The new possibilities created by genetics have brought with them new questions about what is right.
An example: genetic testing is, for now, optional. But many medical tests that start out as optional become less and less optional as time goes by. Who should decide when genetic tests are done? Should insurance companies or employers have access to the results?
If prenatal genetic tests become more common, will people with certain genetic traits, diseases, or even predispositions suffer increased discrimination? Will "designer babies" become the norm? For some, the opportunities presented by genetic testing and therapies smack of eugenics, the use of selective breeding to create "superior" people.
More broadly, who "owns" the genetic information-or the life forms-that come from research? These questions arise with increasing frequency in industry, where patents are granted for genetically engineered plants and animals, and for genetic sequences.

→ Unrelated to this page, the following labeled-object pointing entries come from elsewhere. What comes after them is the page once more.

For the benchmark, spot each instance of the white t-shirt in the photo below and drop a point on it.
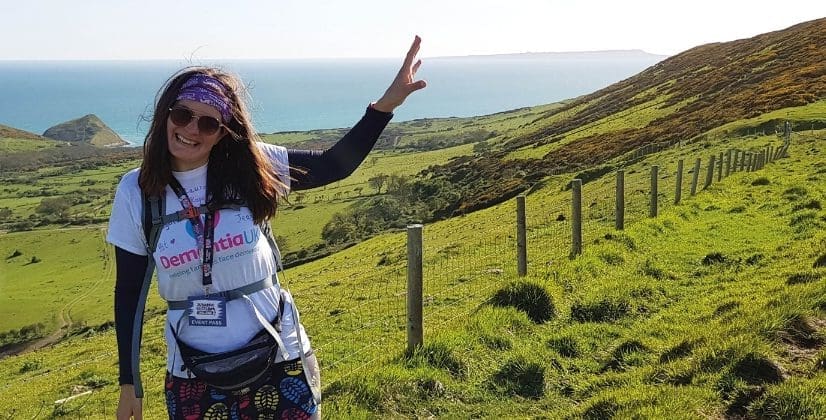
(242, 255)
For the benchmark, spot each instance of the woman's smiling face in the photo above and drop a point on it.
(188, 146)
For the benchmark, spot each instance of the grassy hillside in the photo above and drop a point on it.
(678, 99)
(712, 309)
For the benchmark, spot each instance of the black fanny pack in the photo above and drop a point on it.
(234, 369)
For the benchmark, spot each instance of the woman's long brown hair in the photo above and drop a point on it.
(237, 170)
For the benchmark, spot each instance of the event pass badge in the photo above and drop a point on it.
(207, 311)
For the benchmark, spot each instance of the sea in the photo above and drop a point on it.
(308, 94)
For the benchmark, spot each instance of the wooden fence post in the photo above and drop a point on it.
(652, 212)
(576, 217)
(619, 210)
(710, 173)
(695, 176)
(415, 335)
(521, 242)
(728, 163)
(678, 193)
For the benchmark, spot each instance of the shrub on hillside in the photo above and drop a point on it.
(799, 278)
(565, 346)
(604, 310)
(530, 298)
(761, 181)
(714, 258)
(809, 205)
(521, 377)
(629, 353)
(439, 356)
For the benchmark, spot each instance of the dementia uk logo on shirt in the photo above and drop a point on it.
(235, 236)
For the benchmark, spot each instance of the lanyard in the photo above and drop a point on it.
(204, 231)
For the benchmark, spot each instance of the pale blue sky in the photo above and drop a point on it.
(180, 29)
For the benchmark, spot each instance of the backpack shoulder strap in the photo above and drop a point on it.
(153, 209)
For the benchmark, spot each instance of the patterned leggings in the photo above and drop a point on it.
(282, 393)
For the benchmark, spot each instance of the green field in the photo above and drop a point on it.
(714, 308)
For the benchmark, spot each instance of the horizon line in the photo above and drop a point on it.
(523, 53)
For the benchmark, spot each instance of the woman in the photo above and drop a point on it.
(201, 149)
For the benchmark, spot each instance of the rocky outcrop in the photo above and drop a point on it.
(87, 129)
(14, 133)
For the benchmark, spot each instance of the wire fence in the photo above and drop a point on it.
(360, 318)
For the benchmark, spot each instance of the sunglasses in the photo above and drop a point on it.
(206, 125)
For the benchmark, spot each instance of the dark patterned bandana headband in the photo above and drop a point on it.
(207, 90)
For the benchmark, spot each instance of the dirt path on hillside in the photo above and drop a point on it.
(64, 319)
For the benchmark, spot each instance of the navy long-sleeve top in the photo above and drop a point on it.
(308, 169)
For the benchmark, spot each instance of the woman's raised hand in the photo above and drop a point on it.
(404, 84)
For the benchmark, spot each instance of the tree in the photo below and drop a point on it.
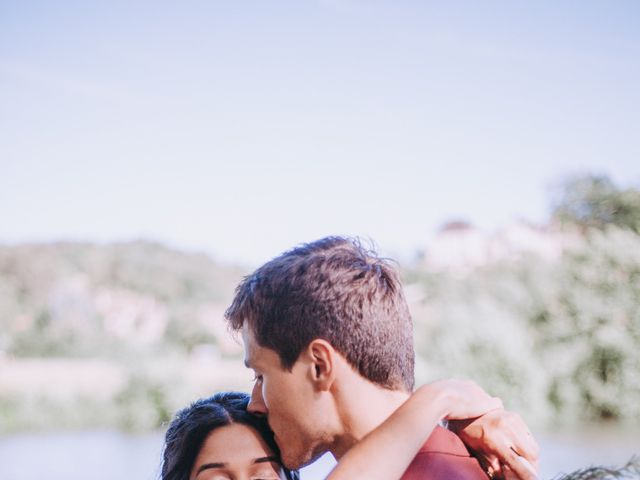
(594, 201)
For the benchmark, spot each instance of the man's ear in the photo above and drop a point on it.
(323, 365)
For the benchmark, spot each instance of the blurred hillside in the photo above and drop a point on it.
(111, 335)
(547, 317)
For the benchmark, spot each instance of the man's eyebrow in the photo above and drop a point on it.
(272, 458)
(207, 466)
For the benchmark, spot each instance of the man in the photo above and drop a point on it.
(328, 332)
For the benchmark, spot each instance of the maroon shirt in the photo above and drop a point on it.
(444, 456)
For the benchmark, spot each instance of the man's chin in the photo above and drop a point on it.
(297, 460)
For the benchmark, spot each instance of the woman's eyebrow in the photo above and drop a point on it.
(207, 466)
(272, 458)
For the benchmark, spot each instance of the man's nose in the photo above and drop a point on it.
(256, 404)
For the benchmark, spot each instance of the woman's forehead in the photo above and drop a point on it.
(234, 442)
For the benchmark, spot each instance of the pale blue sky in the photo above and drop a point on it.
(244, 127)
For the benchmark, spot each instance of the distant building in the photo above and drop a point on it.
(460, 247)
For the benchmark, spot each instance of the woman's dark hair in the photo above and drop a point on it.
(192, 425)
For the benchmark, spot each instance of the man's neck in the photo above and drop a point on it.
(362, 407)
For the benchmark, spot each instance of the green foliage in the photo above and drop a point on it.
(144, 404)
(50, 297)
(558, 341)
(595, 201)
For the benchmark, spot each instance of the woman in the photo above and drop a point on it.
(216, 439)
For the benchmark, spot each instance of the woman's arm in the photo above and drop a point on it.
(386, 452)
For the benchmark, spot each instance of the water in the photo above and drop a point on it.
(107, 455)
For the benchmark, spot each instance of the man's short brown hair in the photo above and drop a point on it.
(336, 290)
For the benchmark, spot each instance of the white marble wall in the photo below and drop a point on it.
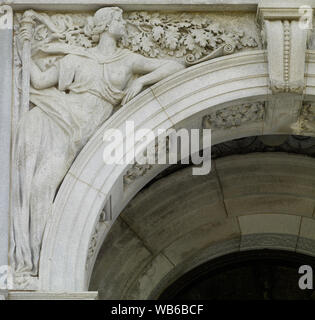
(5, 127)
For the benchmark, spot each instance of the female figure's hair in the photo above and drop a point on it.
(100, 22)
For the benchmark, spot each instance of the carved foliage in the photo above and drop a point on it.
(150, 34)
(306, 122)
(234, 116)
(5, 17)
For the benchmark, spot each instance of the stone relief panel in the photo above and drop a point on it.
(152, 34)
(235, 116)
(306, 121)
(72, 91)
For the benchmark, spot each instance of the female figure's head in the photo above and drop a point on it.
(106, 20)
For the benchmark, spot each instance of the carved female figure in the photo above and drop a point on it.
(72, 99)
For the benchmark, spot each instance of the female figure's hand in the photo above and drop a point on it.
(133, 90)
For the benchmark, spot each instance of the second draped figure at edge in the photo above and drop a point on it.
(72, 99)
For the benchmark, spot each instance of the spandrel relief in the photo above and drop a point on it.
(71, 72)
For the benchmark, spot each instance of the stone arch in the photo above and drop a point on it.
(74, 234)
(182, 221)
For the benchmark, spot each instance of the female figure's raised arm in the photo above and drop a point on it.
(152, 71)
(43, 80)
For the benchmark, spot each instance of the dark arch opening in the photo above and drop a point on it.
(250, 275)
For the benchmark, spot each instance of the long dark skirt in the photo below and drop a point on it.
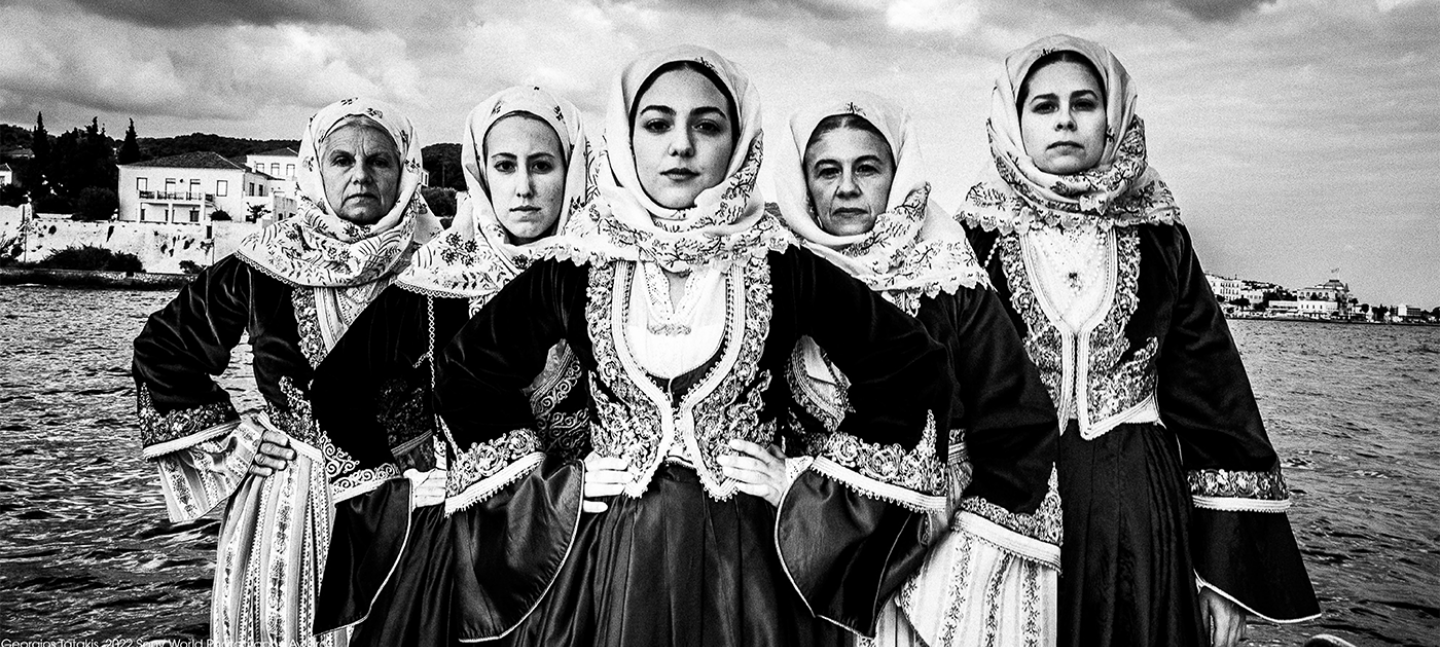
(674, 568)
(1126, 575)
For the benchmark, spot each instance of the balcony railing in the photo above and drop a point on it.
(177, 196)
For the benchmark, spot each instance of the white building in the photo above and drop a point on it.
(192, 186)
(280, 164)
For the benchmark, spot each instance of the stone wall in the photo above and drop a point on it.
(160, 247)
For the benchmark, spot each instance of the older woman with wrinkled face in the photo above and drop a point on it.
(294, 288)
(854, 192)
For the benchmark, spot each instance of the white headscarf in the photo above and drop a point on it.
(316, 247)
(474, 258)
(727, 219)
(1121, 190)
(915, 247)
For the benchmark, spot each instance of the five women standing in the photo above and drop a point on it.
(647, 316)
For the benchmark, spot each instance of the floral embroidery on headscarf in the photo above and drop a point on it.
(1121, 190)
(318, 248)
(474, 258)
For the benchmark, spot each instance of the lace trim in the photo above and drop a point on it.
(164, 433)
(307, 323)
(628, 422)
(1115, 385)
(1259, 486)
(1043, 340)
(827, 404)
(484, 460)
(733, 409)
(1110, 386)
(357, 482)
(1044, 525)
(918, 470)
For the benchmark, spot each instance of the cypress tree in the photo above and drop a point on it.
(41, 149)
(130, 150)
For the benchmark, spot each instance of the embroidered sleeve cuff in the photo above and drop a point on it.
(200, 477)
(1044, 525)
(913, 479)
(1229, 490)
(486, 467)
(162, 434)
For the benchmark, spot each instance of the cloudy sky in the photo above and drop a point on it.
(1302, 137)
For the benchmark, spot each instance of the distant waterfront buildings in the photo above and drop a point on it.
(192, 186)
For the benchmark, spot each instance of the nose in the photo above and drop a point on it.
(848, 188)
(1066, 120)
(681, 144)
(526, 186)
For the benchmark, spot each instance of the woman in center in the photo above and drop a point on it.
(683, 303)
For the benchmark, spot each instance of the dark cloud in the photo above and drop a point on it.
(190, 13)
(1216, 10)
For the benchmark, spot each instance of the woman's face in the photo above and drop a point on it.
(360, 169)
(524, 170)
(848, 173)
(683, 137)
(1063, 120)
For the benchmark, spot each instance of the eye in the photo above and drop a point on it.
(709, 127)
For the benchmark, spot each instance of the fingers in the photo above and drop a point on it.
(594, 506)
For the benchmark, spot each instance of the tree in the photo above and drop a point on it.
(441, 201)
(95, 203)
(130, 150)
(39, 164)
(442, 163)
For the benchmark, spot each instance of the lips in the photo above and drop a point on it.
(680, 175)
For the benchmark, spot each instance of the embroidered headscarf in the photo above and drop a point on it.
(915, 247)
(727, 219)
(1121, 190)
(475, 258)
(318, 248)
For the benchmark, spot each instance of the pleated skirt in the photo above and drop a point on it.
(674, 568)
(1126, 572)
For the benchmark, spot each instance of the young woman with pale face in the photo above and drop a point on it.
(1062, 117)
(524, 173)
(360, 167)
(1158, 422)
(683, 136)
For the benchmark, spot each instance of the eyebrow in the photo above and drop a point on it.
(671, 111)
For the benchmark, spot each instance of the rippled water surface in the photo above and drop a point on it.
(87, 554)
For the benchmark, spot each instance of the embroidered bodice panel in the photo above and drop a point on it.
(562, 430)
(671, 339)
(1076, 306)
(642, 422)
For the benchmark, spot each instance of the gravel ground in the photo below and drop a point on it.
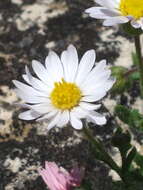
(28, 30)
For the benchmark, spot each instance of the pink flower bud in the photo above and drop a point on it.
(59, 179)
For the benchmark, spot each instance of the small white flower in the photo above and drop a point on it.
(118, 12)
(65, 90)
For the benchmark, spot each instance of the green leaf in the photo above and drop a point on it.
(131, 30)
(128, 161)
(135, 59)
(132, 117)
(121, 82)
(134, 76)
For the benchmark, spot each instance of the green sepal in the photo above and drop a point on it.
(130, 30)
(121, 83)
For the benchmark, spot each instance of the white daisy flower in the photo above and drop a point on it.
(118, 12)
(65, 90)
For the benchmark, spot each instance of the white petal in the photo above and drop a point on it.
(88, 106)
(36, 83)
(115, 20)
(54, 66)
(42, 108)
(102, 13)
(54, 121)
(70, 62)
(28, 115)
(48, 116)
(97, 118)
(31, 99)
(27, 89)
(95, 81)
(135, 24)
(64, 119)
(85, 66)
(97, 96)
(79, 112)
(108, 3)
(75, 122)
(41, 72)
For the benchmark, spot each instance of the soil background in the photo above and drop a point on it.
(28, 30)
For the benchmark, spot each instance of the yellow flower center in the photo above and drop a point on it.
(132, 8)
(65, 95)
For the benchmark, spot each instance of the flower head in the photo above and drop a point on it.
(59, 179)
(65, 90)
(118, 12)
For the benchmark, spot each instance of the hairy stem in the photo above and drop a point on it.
(140, 62)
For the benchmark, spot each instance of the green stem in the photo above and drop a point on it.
(105, 157)
(140, 62)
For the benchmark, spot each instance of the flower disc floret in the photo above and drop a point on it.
(65, 95)
(132, 7)
(65, 89)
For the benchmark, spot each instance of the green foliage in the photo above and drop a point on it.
(135, 59)
(122, 140)
(131, 117)
(139, 161)
(121, 83)
(86, 185)
(131, 30)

Companies argue that without patents, they are left with no guarantee that they can recoup their investment when they discover key genes. But do patents stifle progress and the free exchange of ideas, so important in science?
Others worry that reckless experimenting will have unforeseen, potentially catastrophic consequences. For example, the prospect of transplanting animal organs into people (xenotransplantation) raises concern that new diseases could jump from animals to humans, as SARS and "mad cow" disease have.
As for gene therapy, some wonder if it's right to tinker with human DNA. Currently, treatments are focused on somatic cells, that is, cells in the body. Any alterations are not passed on to later generations, because DNA in the germ cells-eggs and sperm-is unaffected. But so-called germ line gene therapy is certainly possible. It could cure diseases before they happened, but might cause other unexpected problems that would persist in later generations.